In [34]:
import pyspark
from pyspark.sql import SparkSession
from pyspark.sql.types import FloatType, StructType, StringType, TimestampType, StructField, IntegerType
from pyspark.sql.functions import UserDefinedFunction, col, when, to_timestamp, to_utc_timestamp

1. Specify the schema for the crime data set. (https://sparkbyexamples.com/pyspark/pyspark-structtype-and-structfield/)

In [35]:
crime_schema = StructType([
    StructField('X', FloatType()),
    StructField('Y', FloatType()),
    StructField('RowID', IntegerType()),
    StructField('CrimeDateTime', StringType()),
    StructField('CrimeCode', StringType()),
    StructField('Location', StringType()),
    StructField('Description', StringType()),
    StructField('Inside_Outside', StringType()),
    StructField('Weapon', StringType()),
    StructField('Post', StringType()),
    StructField('District', StringType()),
    StructField('Neighborhood', StringType()),
    StructField('Latitude', FloatType()),
    StructField('Longitude', FloatType()),
    StructField('Geolocation', FloatType()),
    StructField('Premise', StringType()),
    StructField('VRIName', StringType()),
    StructField('Total_Incidents', StringType())])

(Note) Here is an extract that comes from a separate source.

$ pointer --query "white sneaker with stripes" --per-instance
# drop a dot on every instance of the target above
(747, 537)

2. Read the file using the schema definition

In [36]:
spark = SparkSession.builder.getOrCreate()
df = spark.read.options(header = 'True').schema(crime_schema).csv('Part1_Crime_data.csv')
name = 'CrimeDateTime'
#udf = UserDefinedFunction(lambda x: x[:-3]+'.000'.replace('/', '-'), StringType())
#df1 = df.select(*[udf(column).alias(name) if column == name else column for column in df.columns])
#df2 = df1.withColumn('CrimeDateTime',col('CrimeDateTime').cast(TimestampType()))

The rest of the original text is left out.